In 2023, Suman Pokhrel was honored with the 'Asia's Inspiring Poet Award' by the Asia Award and the 'Shaluk International Literature Award' by the Shaluk Literary Magazine in Dhaka, Bangladesh. That same year, he was recognized as the 'Author of The Month' by Spillwords Press in New York, USA. Earlier, he was awarded the prestigious SAARC Literary Award in 2013 and again in 2015, making him the only person to receive this honor twice.

== Awards ==
===International===
- Asia's Inspiring Poet Award (2023)
- Spillwords Author of the Month of June Award (2023)
- Shaluk International Literature Award (2023)
- SAARC Literary Award 2015 – conferred by Foundation of SAARC Writers and Literature
- SAARC Literary Award 2013 – conferred by Foundation of SAARC Writers and Literature
- Parikalpana Award (2013)

===National===
- Bhanu Award (20220)
- Aarohan Poetry Award (2022)
- Babarsinha Thapa Memorial Award (2022)
- Sasidhdhi National Talent Award (2018)
- Person of the Year award from Youth for Blood (2015)
- Aarohan Bishesh Samman 2013 – conferred by Aarohan Gurukul

==Personal life==
Suman Pokhrel belongs to an academic and politically active wealthy family within the Nepali context.

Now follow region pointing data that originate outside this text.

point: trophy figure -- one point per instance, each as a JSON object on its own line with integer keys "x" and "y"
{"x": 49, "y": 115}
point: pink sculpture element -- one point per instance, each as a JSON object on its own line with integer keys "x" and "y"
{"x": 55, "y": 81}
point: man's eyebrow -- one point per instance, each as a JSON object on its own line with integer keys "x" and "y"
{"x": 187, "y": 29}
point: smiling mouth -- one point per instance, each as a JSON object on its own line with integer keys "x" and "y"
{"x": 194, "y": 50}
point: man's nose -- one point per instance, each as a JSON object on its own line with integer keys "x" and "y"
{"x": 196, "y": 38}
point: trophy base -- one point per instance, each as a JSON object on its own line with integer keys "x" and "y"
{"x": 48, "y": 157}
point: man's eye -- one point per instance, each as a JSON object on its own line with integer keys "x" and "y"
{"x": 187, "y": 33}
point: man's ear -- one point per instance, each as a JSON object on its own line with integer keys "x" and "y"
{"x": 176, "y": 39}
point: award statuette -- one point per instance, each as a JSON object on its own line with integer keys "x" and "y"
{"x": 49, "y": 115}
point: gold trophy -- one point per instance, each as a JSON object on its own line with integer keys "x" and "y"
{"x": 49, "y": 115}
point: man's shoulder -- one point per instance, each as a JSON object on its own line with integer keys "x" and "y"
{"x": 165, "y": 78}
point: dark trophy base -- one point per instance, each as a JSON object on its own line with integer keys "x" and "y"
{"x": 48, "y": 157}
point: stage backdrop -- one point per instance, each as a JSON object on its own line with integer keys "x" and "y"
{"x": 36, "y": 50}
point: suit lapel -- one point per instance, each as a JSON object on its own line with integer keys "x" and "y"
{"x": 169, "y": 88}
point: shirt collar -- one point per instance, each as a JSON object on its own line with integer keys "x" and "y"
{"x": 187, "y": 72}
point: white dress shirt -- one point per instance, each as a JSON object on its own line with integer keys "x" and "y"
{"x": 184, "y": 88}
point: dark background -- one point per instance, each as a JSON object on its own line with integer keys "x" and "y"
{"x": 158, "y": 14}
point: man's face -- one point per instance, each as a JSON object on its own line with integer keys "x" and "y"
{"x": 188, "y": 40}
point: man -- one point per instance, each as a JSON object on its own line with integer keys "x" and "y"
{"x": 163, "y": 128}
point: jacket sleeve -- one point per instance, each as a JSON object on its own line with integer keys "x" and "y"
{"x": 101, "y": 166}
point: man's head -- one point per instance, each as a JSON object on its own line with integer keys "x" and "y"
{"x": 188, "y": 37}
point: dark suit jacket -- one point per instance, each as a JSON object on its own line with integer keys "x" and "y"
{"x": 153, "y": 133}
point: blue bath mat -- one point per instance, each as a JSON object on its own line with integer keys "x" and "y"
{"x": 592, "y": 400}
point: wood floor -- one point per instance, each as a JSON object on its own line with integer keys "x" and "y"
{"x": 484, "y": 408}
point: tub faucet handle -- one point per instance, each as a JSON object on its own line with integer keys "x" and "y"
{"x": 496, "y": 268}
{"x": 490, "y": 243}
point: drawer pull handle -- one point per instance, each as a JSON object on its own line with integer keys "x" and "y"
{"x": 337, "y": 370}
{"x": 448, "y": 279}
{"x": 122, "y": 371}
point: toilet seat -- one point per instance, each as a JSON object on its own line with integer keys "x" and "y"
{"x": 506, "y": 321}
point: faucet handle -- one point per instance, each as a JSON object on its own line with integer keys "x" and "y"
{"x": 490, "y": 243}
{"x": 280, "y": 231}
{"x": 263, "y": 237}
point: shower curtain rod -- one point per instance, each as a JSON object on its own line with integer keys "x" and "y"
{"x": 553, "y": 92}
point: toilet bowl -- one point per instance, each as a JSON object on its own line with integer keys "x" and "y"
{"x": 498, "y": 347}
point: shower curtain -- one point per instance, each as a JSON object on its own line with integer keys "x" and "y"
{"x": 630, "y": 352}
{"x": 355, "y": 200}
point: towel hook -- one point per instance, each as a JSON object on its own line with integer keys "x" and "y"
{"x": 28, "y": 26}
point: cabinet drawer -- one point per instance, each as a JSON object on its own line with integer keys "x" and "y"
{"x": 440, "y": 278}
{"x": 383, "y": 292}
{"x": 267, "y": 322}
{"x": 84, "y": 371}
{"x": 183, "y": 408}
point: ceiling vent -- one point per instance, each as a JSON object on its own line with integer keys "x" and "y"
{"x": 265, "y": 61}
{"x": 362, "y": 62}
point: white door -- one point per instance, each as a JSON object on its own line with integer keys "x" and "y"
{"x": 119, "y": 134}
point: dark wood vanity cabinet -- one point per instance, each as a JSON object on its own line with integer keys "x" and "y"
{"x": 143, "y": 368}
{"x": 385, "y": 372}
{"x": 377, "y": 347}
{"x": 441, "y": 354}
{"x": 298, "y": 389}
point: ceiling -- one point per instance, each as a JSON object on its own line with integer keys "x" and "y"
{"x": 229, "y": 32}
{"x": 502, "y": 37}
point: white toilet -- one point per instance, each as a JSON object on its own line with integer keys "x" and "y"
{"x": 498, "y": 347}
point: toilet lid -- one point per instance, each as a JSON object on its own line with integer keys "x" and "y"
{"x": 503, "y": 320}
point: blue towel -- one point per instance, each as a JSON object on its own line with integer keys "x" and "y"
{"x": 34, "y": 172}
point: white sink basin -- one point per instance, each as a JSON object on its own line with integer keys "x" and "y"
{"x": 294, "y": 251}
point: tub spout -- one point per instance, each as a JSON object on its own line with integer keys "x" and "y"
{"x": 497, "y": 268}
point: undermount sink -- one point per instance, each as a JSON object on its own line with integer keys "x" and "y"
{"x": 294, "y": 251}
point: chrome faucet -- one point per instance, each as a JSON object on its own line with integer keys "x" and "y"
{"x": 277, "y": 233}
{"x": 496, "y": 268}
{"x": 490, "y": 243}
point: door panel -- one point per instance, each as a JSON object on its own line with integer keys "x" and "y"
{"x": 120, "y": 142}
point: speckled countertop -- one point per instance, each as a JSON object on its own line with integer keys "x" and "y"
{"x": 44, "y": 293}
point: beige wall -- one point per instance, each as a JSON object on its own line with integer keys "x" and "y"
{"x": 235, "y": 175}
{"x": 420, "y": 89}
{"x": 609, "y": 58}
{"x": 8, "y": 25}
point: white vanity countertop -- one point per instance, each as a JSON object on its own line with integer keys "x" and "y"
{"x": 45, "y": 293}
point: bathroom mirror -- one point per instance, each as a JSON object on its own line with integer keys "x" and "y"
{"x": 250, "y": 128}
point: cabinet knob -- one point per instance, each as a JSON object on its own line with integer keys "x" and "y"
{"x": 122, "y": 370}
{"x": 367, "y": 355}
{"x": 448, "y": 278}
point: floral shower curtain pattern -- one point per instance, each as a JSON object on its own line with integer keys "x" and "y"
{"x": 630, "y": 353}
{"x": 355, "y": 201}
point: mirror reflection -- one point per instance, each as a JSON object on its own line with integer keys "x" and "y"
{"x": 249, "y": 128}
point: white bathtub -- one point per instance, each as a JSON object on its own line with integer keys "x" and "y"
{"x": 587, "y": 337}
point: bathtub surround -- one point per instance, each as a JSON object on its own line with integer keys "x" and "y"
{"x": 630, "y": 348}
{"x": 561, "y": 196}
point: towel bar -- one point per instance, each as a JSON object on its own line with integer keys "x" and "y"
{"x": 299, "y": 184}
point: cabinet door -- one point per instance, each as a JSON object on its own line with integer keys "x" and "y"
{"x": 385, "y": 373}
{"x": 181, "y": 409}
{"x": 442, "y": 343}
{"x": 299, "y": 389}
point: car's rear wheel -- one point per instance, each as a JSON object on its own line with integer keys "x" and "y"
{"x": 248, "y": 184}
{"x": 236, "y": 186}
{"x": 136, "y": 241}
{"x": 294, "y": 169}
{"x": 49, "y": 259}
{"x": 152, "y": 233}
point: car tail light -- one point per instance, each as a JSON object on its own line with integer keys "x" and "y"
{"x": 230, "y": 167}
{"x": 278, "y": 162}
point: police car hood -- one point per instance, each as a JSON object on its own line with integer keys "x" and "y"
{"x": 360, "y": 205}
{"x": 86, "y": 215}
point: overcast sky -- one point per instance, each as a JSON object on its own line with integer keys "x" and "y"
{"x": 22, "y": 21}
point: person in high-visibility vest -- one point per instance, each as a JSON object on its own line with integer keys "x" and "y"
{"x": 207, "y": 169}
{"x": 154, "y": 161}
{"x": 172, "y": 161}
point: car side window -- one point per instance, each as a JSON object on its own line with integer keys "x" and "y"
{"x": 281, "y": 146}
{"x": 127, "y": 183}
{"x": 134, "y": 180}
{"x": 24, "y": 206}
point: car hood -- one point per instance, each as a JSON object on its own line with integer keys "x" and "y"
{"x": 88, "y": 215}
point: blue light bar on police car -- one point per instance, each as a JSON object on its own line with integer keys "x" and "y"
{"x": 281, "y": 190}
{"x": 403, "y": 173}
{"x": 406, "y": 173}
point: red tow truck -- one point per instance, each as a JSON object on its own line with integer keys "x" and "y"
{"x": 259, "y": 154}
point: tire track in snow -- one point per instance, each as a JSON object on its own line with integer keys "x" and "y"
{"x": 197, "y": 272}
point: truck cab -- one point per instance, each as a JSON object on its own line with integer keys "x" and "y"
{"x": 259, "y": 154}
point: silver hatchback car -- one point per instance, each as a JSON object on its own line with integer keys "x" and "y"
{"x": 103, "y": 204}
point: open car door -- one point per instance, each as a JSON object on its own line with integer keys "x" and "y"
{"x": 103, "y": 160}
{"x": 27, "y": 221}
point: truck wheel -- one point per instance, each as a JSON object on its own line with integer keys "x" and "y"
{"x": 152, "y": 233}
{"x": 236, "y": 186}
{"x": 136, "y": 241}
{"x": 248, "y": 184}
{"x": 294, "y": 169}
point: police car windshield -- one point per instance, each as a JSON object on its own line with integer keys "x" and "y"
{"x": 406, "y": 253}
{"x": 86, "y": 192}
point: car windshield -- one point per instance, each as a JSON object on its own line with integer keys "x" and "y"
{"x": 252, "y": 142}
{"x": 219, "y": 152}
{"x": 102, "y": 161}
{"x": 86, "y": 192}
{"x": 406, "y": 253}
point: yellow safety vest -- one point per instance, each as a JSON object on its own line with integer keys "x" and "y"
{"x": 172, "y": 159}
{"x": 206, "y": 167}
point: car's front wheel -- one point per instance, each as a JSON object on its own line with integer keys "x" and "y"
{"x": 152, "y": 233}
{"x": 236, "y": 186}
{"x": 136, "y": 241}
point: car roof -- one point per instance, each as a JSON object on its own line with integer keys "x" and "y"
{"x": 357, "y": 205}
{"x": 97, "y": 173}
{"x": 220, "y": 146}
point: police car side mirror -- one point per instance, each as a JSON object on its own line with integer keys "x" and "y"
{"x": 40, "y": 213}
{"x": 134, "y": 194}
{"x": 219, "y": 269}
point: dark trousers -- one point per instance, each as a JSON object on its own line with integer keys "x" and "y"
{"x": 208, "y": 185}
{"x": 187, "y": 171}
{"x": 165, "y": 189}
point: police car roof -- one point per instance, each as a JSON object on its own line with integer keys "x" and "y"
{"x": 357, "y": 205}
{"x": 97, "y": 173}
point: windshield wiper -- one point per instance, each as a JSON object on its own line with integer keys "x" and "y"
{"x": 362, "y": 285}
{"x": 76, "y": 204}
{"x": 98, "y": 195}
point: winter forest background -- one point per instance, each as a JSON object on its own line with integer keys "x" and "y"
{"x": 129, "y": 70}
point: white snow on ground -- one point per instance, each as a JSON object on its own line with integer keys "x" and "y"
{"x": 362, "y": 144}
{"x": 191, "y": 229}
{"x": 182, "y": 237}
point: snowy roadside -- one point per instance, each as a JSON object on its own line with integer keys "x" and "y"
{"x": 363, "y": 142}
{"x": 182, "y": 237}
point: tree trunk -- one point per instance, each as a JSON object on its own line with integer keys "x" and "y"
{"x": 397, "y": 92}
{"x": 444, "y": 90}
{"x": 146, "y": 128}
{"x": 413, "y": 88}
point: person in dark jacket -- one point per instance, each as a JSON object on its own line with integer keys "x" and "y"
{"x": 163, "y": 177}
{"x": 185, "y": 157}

Both his paternal and maternal grandfathers were politicians. His paternal grandfather, Bidhyanath Pokhrel, was also a poet. His maternal grandfather Ganesh Prasad Rijal was a member of the first parliament of Nepal, who was exiled to India after King Mahendra's coup in 1960. His father, Mukunda Prasad Pokhrel, was an engineer with international degrees and a government employee, while his mother, Bhakta Devi Pokhrel, was a BHU graduate and also a Nepal government employee.

Suman Pokhrel married Goma Dhungel in 2002. They have two children: a daughter, Ojaswee, and a son, Ajesh, also known as Mansoon. They live in their personal residence in Biratnagar.